INTO public.generated_days
    FROM generate_series(
      timestamp without time zone '2000-01-01',
      timestamp without time zone '3000-01-01',
      '1 day'
    )
  AS gs(day);

SELECT
    min(days.day_varchar),
    max(days.day_varchar),
    min(days.day_t_varchar),
    max(days.day_t_varchar),
    min(days.day_date),
    max(days.day_date),

    min(days1.day_varchar),
    max(days1.day_varchar),
    min(days1.day_t_varchar),
    max(days1.day_t_varchar),
    min(days1.day_date),
    max(days1.day_date),

    min(days2.day_varchar),
    max(days2.day_varchar),
    min(days2.day_t_varchar),
    max(days2.day_t_varchar),
    min(days2.day_date),
    max(days2.day_date),

    min(days3.day_varchar),
    max(days3.day_varchar),
    min(days3.day_t_varchar),
    max(days3.day_t_varchar),
    min(days3.day_date),
     max(days3.day_date),

    min(days4.day_varchar)


FROM public.generated_days days
LEFT JOIN public.generated_days days1 on days1.day_varchar =
days.day_varchar
LEFT JOIN public.generated_days days2 on days2.day_varchar =
days.day_varchar
LEFT JOIN public.generated_days days3 on days3.day_varchar =
days.day_varchar
LEFT JOIN public.generated_days days4 on days4.day_varchar =
days.day_varchar

With 24 selected columns it runs, with 25 it fails, it doesnt matter which
column is removed from the query.
Leaving out one of the columns using EXPLAIN (ANALYZE) on ARM:
"JIT:"
"  Functions: 104"
"  Options: Inlining true, Optimization true, Expressions true, Deforming
true"
"  Timing: Generation 9.120 ms, Inlining 208.976 ms, Optimization 1171.179
ms, Emission 1096.749 ms, Total 2486.023 ms"

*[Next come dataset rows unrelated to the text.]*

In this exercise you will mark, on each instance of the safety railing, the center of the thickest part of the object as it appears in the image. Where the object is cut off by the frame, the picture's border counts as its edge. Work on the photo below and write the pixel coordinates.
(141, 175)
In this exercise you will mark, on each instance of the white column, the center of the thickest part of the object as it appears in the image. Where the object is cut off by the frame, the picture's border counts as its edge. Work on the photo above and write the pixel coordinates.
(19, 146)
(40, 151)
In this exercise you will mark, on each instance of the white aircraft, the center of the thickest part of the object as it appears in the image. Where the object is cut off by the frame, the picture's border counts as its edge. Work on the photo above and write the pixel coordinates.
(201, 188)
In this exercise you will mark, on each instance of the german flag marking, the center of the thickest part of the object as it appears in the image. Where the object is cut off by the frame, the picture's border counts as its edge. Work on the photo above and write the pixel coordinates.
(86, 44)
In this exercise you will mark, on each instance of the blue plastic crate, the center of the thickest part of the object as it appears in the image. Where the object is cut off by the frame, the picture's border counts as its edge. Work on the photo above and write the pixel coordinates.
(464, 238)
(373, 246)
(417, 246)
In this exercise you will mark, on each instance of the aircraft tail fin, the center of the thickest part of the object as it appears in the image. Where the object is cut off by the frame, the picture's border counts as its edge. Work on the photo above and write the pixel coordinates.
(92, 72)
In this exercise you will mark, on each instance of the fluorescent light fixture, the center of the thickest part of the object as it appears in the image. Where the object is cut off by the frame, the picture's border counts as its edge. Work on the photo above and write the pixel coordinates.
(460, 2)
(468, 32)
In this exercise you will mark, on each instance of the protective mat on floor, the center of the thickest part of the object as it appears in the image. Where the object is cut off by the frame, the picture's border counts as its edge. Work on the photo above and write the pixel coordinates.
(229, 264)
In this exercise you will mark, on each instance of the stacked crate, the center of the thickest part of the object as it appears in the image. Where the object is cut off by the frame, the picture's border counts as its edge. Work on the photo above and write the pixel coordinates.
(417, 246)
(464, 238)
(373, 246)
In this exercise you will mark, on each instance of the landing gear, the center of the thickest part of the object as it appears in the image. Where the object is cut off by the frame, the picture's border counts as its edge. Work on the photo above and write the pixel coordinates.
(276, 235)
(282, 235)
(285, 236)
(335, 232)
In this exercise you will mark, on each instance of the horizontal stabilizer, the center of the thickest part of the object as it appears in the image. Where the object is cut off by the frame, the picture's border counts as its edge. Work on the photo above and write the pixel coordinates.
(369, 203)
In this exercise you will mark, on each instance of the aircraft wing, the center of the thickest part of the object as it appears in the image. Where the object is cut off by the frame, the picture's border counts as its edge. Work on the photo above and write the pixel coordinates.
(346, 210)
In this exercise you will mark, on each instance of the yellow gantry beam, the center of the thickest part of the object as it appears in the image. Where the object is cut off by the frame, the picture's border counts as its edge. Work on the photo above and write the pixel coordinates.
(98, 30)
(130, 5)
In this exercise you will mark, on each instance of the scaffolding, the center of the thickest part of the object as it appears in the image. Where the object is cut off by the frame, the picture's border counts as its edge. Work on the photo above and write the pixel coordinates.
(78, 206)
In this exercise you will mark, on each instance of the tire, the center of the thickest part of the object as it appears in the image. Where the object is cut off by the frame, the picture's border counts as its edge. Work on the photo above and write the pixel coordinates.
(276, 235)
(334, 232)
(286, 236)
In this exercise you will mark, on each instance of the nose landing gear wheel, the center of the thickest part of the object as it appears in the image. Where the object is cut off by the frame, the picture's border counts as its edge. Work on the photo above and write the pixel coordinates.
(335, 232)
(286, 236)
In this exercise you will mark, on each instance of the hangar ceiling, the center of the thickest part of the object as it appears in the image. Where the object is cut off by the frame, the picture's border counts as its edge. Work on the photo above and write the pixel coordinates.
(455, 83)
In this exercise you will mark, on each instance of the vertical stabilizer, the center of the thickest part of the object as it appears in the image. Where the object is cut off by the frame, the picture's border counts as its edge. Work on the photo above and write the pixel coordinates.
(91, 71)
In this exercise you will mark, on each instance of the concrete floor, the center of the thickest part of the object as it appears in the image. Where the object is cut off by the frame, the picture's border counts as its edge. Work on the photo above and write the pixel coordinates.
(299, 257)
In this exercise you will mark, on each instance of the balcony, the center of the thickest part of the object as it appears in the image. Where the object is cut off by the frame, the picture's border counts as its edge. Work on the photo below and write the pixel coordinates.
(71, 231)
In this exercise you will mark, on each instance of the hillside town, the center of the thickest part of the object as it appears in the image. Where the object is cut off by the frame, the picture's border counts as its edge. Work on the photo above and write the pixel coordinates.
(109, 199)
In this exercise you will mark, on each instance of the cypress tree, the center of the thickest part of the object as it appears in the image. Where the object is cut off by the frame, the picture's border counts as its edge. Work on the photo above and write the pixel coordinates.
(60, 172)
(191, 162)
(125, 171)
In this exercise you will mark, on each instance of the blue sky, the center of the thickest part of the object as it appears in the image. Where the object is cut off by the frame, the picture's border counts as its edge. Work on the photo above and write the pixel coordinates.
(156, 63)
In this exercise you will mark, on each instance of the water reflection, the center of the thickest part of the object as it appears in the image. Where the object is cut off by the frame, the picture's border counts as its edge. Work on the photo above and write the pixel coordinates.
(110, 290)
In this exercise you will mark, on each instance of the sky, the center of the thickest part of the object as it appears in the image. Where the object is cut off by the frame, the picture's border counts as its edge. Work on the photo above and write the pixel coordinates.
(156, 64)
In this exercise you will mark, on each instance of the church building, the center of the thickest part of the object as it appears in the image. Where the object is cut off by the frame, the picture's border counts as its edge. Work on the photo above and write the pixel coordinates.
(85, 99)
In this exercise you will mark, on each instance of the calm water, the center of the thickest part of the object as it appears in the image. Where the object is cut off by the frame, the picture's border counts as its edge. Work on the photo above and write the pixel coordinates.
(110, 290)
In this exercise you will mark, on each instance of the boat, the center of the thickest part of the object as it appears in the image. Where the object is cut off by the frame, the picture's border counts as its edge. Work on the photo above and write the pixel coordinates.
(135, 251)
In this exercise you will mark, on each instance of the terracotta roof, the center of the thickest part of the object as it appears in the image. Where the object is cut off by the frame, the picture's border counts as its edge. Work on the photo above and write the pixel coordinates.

Let me know if you need more information.


> On Fri, May 17, 2024 at 01:13:06PM +0000, PG Bug reporting form wrote:
> The following bug has been logged on the website:
>
> Bug reference:      18471
> Logged by:          Joachim Haecker-Becker
> Email address:      joachim.haecker-becker@arcor.de
> PostgreSQL version: 16.3
> Operating system:   Debian Bookworm
> Description:
>
> We have a reproducible way to force a postgres process to consume more and
> more RAM until it crashes on ARM.
> The same works on X86 without any issue.
> With jit=off it runs on ARM as well.
>
> We run into this situation in a real-life database situation with a lot of
> joins and aggregate functions.
> The following code is just a mock to reproduce a similar situation without
> needing access to our real data.
> This issue blocks us from upgrading or ARM-hosted databases into something
> newer than 14.7.

I think it would be useful to know how much memory difference are we
talking about and, just to make everything clear, how exactly postgres
crashes (OOM kill I assume)? It's important to differentiate between the
case "ARM with jit crashes, ARM without jit doesn't" and "ARM with jit
crashes, ARM without jit crashes with even more columns" (the same goes
for x86).

I've tried to reproduce it on an arm64 VM (16.3 build with llvm 17), and
although I could observe some difference in memory consumption between
JIT on/off, but it wasn't huge (around 10% or so). Running it under
valgrind shows only complains about memory allocated for bitcode
modules, which is expected -- as far as I recall postgres is somewhat
wasteful when it comes to allocating memory for those modules, even more
so for parallel workers. This is the case here, where there is growing
number of parallel hash workers. This would not explain any difference
from x86 of course, but there might be different baseline memory
consumption for different architectures.